C Spots Farm
Coturnix Quail (Coturnix Japonica) also called Pharaoh or Japanese Quail, are an old world quail that can be found wild in many parts of the world. They can be found in Europe, Asia, Russia, Madagascar, Japan and even Egypt. They have been found to be a migratory species and those that summer in Japan will migrate south to Vietnam, Cambodia and southern China. The largest populations can be found in East and Central Asia. They are a near threatened species in the wild.
The Coturnix quail has been domesticated since the 12th century in Japan. They were raised for their “singing” ability as well as for meat.
Coturnix Quail in the wild prefer open meadows, grass fields, crop fields, bushes along rivers, steppes and mountain slopes all near a water source. They eat seeds, invertebrates and insects.
Chicks in the wild are a uniform tawny color with two darker brown stripes on their backs. The adult plumage is dimorphic meaning the males and females differ in color or markings. The male Coturnix tends to have a reddish-brown patch on his chest and the female can be seen with dark brown spots on her chest that the male doesn’t have. Domesticated Coturnix come in many mutations of color: Texas A & M (white), English white, golden range, red range, Italian, Manchurian, Tibetan, rosetta, scarlett, pharaoh and can come in solid or tuxedo pattern.

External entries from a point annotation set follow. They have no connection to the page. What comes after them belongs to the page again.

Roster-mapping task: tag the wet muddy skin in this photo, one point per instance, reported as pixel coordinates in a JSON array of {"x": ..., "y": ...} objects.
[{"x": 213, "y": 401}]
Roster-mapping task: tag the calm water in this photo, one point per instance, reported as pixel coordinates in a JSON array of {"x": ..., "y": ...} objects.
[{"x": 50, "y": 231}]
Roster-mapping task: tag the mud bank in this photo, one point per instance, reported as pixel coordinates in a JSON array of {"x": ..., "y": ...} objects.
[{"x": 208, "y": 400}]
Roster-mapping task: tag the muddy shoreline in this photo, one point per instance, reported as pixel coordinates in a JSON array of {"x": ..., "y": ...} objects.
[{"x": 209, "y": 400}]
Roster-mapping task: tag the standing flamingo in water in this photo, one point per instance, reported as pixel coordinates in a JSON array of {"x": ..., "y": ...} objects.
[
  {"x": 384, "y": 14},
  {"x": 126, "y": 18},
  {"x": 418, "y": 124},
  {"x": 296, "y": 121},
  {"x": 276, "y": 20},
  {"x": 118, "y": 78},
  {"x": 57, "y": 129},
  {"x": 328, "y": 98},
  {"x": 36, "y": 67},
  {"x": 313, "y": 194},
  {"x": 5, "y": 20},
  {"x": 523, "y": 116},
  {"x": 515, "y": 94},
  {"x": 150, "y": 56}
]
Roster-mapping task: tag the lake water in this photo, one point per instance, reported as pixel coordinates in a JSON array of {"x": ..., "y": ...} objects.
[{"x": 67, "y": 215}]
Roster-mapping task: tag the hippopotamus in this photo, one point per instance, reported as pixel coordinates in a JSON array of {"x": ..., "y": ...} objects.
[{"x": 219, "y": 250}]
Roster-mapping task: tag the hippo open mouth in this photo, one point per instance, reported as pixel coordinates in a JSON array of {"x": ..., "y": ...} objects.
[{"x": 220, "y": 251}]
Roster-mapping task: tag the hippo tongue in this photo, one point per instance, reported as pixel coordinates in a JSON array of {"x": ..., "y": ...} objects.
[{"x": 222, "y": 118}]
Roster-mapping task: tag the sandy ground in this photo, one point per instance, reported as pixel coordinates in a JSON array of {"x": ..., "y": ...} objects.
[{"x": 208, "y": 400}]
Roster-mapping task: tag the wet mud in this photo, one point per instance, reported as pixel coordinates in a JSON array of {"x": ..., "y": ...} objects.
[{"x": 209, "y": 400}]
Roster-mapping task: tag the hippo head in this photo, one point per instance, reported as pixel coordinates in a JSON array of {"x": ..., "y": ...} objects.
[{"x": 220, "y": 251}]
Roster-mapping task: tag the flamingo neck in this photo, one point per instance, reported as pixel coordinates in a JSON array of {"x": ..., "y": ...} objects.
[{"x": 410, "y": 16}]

Males tend to be smaller at an average of 95 grams and domestic quail tend to average 110 grams. Domestically bred quail for meat can weigh upward of 300 grams.
The hen will start to produce eggs at 6-8 weeks of age and will continue to produce them for the rest of her life. In the wild the male and female do pair off but breeding of outside males to paired females and vice versa is common. In the domestic setting breeders often keep one male to every 6-8 females.
In the wild incubation will start after the last egg is laid and the hen will sit on her eggs for an average of 17 days until they hatch. The female will chase the male away before the chicks hatch and rear them herself. Domestic quail have lost much of their urge to brood (sit on eggs) so most captive quail have been hatched in incubators. The hen will lay 4-5 eggs before setting. In captivity eggs tend to be many colors due to the various mutations but commonly they can be seen as being tan with darker brown mottling. In the wild eggs will be lain April to August but in captivity they can lay all year round if given the right amount of light. They can then produce up to 300 eggs a year.
As an interesting side note, in 1990 on the Russian spacecraft “Mir” Coturnix quail eggs were incubated and hatched successfully.
The lifespan of a Coturnix quail is 6 years. The males have a crow that is much quieter than a rooster crow. Both the males and females have been found to emit 28 different calls. A young male Coturnix will start to crow around 5-6 weeks.
Coturnix quails are have many uses including the manure which makes a rich compost for gardens, the shells are used in crafts and the if you have a dish featuring quail or eat quail eggs you most likely are talking about the Coturnix Quail. The egg itself is considered a delicacy. The feathers can be used to stuff pillows or dyed for fly tying and crafts. The meat is tender and delicious to eat and the cured skins can be used for dog training. Mainly in Europe, when crossed with the common Quail, they produce a hybrid that is popular in restocking land for hunting. They can also be delightful pets.
When comparing the chicken egg to the quail egg the benefits are quite revealing. One 10 gram Coturnix egg has 3-4 times the nutrition of a 55 gram chicken egg. The Coturnix egg has 13% protein compared to the chicken’s 11%. It also has five times the iron and potassium, twice the vitamin A and B2 as well as three times the amount of B1. The Coturnix egg is also rich in calcium and phosphorus. It has a good amount of good cholesterol and none of the bad. It also does not have the allergy causing compound and is “richer” with a higher yolk to white ratio.
Quail meat is a good alternative to chicken and many consider it a delicacy. Coturnix is easy to keep and dispatching them on your own for the table is easy and takes three minutes or less after practice. This quail is table size at 6-8 weeks.
Keeping Coturnix Quail is an easy venture. They require a minimum of 1 square foot per bird and can be housed together in groups. They are both cold and heat tolerant as long as they have shelter to get out of the rain and wind.
The feed to egg conversion is excellent. They will eat a 22% game bird or turkey crumble as well as insects, seeds and leafy greens. Mealworms are a favorite treat and can come in live or freeze-dried.
As a pet they can be wonderful for adult and child alike. They can learn to be held and petted and will come to see you once they know you are a friend and may have treats. They need a minimal amount of space and they can live indoors or outdoors and a pair can be housed in a guinea pig or rabbit hutch or indoor cage. They do like to dust bathe and clipping the wings is recommended for pet quail.
No matter if your Coturnix Quail is a house pet, for organically raised meat or for hunting, this quail requires little space and time but can fulfill many uses. You can even start a small business in your backyard if you have the mind to. Consider keeping Coturnix Quail as your next project.